Добавить в цитаты Настройки чтения

Страница 119 из 121

— Проваливай, Мани, — ревет трактирщик, — проваливай отсюда. — И бухается на колени. — Отче наш, сущий на небесах! — начинает он молиться, флётенбахцы тут же подхватывают молитву:

— Да святится имя Твое.

Только старый Гайсгразер катается по снегу, луна лопнет от натуги, гной ее зальет, затопит все вокруг, и настанет конец света; он воет, хохочет, ликует в безумии.

— Да приидет Царствие Твое, — молятся крестьяне.

А Мани словно не понял, что он свободен, он все так же неподвижно сидит на прежнем месте.

— Да будет воля Твоя и на земле, как на небе.

Наконец Мани поднимается, и тут за огненно–красным язвенным нарывом проблескивает светлая искорка.

— Она опять появляется, — кричит Херменли Цурбрюгген. — Луна опять тут, луна!

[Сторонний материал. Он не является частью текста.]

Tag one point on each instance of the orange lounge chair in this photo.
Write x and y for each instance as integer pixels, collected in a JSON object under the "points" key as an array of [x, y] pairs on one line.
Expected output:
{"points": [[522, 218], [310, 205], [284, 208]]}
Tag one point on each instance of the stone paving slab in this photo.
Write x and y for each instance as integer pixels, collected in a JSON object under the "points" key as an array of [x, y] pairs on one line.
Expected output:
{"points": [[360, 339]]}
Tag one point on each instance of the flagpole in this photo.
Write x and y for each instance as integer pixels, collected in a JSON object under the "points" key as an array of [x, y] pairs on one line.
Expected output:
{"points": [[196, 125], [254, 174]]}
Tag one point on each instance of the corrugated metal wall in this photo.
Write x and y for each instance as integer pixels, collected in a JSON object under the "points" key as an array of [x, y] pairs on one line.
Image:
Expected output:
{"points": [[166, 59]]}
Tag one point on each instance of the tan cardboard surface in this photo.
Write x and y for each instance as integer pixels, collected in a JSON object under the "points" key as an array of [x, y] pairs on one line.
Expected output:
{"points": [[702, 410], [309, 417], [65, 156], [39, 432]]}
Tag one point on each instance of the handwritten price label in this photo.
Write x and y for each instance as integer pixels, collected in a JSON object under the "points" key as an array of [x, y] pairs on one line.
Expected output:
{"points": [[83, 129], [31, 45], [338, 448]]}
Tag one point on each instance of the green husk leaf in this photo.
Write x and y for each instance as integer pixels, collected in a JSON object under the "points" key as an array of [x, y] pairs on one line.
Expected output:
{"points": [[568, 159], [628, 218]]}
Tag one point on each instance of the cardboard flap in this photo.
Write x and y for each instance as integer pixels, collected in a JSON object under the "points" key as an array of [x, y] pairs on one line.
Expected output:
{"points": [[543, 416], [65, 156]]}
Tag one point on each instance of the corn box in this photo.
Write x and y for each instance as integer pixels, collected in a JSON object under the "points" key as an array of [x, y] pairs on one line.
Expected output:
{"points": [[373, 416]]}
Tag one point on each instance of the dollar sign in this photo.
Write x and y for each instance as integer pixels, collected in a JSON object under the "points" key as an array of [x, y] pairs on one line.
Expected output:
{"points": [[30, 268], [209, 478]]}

Крестьяне вскакивают на ноги, единый крик радости исторгается из их груди, страх утихает, и тем быстрее, чем скорее растет яркая блестящая искра, превращаясь постепенно в старую добрую круглую луну.

— Рубите, — рычит трактирщик, и Рес и Бингу мощными ударами сотрясают дерево, вонзая топоры в ствол, а Мани, растопырив ноги, опять сидит, прислонившись к буку, на снегу, с которого медленно сходит зловещий кроваво–красный отблеск; вот топорами вновь замахали Луди и Хригу, а луна все щедрее сияет из–под кровавого нарыва, тающего в небе на глазах, и звезды исчезают, теперь подошел черед Хинтеркрахена и старого Цурбрюггена, а за ним Эбигера, Фезера, Эллена и Бёдельмана, а под конец все крестьяне, включая и трактирщика, подскакивают по очереди к буку и каждый по разу вскидывает топор — удар, следующий, опять удар; и когда блюттлиев бук падает, рухнув на снег, полный диск луны — огромный, круглый, ласковый, весь молочный, как до затмения, — льет на землю с небес свой мягкий серебристый свет.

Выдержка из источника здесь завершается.